Public Accounts Committee calls for more schools data
The House of Commons’ Public Accounts Committee has called for school league tables to include more indicators in order to tell parents more about how their children’s schools are performing.
In its 19th Report, published today, the Public Accounts Committee argues that while many factors affecting educational attainment are within schools’ control, others are not, and parents should be given more information about these.
Factors of this sort include local levels of economic deprivation, numbers of pupils in receipt of free school meals, and even data about parents’ benefits, the Committee argues, following up a November 2003 National Audit Office report on the subject.
Committee chair Edward Leigh explained, “This enhanced information must be available to parents, so that they can take it into account in selecting schools, however limited the choices they have.”

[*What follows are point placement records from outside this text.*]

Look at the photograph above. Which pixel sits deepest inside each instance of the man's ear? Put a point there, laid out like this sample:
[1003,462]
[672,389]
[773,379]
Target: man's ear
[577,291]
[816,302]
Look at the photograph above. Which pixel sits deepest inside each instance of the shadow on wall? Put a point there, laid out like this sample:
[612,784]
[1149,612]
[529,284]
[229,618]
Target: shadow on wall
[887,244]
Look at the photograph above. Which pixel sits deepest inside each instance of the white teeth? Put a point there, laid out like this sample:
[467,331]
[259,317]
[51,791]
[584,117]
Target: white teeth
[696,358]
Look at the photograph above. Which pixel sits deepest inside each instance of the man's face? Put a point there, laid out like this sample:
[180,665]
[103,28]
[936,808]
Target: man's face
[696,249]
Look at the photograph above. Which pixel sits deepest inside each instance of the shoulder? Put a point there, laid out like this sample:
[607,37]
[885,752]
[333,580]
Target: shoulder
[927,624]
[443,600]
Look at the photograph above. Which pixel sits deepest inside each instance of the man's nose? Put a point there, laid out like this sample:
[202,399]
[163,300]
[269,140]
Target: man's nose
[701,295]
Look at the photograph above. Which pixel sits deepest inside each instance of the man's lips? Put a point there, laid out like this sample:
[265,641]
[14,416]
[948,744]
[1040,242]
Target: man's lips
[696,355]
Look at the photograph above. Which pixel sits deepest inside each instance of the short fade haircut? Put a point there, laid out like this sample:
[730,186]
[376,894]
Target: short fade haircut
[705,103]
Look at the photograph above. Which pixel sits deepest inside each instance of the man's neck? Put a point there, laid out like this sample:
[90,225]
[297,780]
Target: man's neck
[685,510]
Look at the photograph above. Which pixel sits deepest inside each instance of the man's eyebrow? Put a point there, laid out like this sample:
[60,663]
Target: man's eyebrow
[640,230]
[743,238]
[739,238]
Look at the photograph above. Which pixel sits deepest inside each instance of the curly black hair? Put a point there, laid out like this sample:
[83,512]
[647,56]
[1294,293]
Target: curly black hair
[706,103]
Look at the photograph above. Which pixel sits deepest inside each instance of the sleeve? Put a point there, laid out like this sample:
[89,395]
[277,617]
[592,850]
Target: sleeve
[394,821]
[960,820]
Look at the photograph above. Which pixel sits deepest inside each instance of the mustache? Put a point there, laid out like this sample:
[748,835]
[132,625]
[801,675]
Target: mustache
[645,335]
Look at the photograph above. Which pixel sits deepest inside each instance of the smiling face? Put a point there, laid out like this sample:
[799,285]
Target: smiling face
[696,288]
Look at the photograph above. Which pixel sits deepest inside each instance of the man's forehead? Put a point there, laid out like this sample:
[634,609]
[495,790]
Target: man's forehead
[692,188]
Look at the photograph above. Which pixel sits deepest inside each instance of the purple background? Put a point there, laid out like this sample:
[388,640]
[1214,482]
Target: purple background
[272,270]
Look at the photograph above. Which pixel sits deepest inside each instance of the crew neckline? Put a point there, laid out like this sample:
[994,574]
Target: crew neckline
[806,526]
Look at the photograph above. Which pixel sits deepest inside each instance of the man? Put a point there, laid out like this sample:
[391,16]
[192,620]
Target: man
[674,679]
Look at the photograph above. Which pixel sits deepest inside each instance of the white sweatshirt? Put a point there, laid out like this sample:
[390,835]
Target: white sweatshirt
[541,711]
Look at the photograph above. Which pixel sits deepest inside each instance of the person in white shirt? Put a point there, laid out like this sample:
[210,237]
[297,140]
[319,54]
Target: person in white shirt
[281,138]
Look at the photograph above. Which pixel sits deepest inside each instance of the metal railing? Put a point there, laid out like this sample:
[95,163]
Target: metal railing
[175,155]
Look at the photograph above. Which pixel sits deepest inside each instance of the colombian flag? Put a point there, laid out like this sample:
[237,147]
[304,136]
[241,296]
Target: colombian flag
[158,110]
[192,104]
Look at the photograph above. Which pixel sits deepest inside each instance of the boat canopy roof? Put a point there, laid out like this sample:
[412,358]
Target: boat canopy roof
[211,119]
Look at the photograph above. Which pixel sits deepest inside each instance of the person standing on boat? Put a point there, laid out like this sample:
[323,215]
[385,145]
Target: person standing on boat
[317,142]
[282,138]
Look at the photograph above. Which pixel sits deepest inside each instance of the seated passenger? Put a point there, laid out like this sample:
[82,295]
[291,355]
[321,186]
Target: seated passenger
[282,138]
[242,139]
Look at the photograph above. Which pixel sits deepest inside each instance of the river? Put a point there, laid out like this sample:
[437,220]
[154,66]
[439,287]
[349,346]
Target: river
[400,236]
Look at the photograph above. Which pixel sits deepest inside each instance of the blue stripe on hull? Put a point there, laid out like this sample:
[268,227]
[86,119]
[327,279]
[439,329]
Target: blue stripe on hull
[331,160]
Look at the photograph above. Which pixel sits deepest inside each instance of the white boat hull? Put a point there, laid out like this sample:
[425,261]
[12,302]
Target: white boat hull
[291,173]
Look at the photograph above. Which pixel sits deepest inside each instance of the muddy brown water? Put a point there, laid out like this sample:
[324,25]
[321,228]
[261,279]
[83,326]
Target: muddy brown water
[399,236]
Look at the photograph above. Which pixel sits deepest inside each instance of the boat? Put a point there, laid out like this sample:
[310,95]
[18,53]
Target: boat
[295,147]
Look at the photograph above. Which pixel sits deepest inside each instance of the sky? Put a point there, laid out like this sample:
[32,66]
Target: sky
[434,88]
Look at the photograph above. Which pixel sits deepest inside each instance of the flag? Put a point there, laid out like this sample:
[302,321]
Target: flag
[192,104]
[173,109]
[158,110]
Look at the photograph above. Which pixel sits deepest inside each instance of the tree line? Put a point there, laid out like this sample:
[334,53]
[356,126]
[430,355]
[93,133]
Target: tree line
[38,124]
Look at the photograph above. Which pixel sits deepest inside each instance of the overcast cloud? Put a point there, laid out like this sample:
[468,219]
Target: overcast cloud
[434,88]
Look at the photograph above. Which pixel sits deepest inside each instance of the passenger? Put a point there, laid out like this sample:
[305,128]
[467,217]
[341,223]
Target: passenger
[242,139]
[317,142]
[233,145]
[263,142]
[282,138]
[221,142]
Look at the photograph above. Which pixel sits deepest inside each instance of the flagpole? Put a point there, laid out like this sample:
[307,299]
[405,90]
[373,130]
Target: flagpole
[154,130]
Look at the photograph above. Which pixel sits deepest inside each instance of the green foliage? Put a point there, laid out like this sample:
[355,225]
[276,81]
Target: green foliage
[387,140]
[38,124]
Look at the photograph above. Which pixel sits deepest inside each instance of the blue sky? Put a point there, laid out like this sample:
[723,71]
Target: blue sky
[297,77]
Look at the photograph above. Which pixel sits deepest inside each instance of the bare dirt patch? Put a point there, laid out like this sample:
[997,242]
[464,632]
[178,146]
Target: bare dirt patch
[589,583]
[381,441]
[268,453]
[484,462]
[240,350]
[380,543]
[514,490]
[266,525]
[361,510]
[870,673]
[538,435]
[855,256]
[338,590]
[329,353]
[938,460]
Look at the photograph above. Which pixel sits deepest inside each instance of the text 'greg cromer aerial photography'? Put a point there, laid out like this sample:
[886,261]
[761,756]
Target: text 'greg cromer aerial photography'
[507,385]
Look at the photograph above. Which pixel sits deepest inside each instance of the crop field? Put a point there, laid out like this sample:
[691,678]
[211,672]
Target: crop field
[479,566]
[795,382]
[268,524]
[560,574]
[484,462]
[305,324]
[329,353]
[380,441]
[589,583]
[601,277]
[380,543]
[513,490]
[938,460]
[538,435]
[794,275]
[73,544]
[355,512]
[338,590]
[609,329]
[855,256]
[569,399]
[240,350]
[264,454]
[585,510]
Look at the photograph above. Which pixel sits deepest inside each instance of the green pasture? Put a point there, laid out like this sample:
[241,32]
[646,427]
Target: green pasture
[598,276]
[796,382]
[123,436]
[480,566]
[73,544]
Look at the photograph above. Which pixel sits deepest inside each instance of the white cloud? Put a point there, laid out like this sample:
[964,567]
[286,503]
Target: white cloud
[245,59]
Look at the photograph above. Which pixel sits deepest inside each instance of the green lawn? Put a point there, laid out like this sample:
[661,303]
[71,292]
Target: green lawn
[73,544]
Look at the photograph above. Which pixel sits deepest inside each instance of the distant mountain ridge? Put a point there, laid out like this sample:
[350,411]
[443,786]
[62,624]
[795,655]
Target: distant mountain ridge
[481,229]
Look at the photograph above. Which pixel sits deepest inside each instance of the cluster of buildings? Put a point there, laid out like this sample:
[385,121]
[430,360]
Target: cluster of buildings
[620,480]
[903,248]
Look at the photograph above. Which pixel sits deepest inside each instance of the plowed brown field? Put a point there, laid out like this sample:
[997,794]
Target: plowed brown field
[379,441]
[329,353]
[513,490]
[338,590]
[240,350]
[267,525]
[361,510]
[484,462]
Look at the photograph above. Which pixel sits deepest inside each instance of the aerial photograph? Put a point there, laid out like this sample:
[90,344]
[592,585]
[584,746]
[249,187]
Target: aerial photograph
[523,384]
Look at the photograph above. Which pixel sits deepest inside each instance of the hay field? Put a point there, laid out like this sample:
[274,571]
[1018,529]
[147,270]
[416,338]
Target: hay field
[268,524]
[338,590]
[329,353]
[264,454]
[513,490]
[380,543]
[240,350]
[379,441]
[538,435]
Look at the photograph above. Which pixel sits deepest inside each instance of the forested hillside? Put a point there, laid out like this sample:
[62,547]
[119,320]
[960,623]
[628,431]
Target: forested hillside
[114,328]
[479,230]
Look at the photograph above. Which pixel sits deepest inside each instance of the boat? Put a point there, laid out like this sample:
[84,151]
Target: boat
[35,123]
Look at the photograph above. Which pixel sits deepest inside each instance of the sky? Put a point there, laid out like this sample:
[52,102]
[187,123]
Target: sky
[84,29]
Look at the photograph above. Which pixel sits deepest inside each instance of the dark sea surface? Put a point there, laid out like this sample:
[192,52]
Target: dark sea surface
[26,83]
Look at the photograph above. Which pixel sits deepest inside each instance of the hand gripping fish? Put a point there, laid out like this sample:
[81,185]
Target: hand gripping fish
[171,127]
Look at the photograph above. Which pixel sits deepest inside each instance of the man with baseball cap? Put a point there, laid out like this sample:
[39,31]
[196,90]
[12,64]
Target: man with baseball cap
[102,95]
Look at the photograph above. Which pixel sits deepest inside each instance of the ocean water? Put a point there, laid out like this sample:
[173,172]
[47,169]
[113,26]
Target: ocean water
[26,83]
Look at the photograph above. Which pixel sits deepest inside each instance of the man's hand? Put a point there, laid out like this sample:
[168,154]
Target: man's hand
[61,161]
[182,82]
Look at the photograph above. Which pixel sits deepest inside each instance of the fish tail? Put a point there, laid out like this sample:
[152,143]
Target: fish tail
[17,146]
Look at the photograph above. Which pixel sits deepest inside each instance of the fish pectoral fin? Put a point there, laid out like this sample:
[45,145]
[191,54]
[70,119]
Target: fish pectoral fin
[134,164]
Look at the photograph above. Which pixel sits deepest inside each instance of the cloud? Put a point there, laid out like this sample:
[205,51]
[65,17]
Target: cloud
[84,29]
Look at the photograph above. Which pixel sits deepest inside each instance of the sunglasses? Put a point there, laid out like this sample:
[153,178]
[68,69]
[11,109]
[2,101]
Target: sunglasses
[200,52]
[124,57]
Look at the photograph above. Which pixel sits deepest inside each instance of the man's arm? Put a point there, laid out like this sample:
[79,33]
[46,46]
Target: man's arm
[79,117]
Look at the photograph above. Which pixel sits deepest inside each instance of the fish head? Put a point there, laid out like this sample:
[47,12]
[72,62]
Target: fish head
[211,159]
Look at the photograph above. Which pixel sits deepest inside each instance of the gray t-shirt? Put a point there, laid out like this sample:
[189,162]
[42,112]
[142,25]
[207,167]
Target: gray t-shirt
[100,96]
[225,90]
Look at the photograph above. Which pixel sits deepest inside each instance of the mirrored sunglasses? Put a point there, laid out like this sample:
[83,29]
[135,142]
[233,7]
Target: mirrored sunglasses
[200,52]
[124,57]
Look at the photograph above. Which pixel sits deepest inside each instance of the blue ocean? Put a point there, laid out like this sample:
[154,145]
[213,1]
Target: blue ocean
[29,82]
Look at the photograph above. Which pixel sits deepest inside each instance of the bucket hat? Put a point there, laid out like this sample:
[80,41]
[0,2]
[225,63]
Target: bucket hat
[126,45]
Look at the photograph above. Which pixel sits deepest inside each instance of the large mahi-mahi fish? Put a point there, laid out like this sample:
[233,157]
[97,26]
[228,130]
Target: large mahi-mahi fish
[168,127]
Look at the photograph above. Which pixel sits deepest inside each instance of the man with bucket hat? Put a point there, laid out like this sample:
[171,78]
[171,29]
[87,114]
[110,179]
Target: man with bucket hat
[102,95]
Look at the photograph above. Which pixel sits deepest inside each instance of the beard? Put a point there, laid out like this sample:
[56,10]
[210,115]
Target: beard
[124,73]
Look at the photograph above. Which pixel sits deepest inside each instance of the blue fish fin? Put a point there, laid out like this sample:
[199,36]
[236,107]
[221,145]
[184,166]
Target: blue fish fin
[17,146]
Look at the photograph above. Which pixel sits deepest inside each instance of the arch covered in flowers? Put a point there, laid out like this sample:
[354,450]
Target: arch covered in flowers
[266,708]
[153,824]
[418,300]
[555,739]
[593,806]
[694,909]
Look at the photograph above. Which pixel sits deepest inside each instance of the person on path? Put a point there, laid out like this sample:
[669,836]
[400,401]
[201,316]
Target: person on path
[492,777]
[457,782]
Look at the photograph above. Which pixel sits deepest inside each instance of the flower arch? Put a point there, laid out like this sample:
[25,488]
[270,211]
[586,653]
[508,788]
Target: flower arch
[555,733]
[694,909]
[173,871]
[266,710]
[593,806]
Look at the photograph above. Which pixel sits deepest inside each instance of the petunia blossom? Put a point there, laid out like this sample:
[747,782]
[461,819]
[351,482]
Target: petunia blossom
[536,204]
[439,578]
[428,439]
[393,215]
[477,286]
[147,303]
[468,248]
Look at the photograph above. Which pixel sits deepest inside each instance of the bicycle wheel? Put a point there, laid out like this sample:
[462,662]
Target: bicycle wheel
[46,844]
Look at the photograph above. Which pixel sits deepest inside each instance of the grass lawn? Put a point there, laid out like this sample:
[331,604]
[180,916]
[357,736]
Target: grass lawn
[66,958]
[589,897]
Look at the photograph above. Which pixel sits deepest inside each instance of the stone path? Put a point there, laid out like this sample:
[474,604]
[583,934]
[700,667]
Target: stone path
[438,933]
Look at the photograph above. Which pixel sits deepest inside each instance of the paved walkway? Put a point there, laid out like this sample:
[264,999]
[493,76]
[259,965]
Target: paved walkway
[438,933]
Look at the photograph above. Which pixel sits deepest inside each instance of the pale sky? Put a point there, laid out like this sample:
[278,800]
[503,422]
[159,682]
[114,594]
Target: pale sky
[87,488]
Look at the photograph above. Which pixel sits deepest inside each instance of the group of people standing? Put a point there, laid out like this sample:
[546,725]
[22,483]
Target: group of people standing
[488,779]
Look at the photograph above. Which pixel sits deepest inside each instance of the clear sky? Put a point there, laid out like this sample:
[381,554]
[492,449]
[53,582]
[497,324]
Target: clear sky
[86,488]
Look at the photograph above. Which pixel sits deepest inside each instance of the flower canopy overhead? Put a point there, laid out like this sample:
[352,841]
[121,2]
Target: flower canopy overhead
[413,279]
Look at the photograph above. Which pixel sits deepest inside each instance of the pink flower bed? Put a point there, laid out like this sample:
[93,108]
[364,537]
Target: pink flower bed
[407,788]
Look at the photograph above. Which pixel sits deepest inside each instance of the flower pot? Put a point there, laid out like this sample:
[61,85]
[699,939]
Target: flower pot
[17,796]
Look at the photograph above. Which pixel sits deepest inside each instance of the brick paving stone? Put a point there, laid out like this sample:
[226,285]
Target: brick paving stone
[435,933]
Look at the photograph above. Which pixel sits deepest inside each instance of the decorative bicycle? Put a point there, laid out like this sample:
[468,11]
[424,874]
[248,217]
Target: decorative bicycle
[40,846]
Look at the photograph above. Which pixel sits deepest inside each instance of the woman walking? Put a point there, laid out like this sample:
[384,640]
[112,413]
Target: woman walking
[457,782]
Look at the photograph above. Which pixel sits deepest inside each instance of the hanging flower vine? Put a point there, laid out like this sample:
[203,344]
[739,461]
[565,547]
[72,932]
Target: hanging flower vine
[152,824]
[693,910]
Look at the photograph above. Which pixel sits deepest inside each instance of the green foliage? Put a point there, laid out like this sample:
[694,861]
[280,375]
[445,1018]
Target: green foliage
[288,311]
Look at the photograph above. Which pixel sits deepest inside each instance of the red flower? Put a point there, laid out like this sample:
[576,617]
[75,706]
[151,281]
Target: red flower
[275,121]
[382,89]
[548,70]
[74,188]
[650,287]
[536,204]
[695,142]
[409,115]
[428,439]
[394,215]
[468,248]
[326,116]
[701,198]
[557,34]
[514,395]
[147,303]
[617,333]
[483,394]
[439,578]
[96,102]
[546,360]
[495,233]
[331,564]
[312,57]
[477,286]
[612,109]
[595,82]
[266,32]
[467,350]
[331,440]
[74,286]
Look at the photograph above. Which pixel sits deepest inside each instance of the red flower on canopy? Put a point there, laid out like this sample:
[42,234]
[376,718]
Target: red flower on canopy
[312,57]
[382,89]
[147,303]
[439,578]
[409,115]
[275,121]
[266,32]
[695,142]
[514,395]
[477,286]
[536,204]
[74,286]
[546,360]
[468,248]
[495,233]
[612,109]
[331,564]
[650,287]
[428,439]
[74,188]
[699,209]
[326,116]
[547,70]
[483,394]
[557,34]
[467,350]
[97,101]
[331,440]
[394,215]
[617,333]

The Committee’s call comes just a year after the Department for Education and Skills actually did amend statistics on schools in order to include “value-added” measures of the sort described.
Responding to this morning’s report, a spokesperson for the Department for Education and Skills confirmed that it does intend to include more such factors in future figures.
The Public Accounts Committee – whose principal role is to examine the effectiveness of Government spending – proposes in its report that school inspectors Ofsted (the Office for Standards in Education) publish “before and after” versions of schools’ performance ratings, when external factors are and are not taken into account.
In addition, the Committee is calling for schools’ funding to be simplified.
Mr Leigh warned, “The number and complexity of funding streams for schools is unacceptably high and a recipe for confusion.”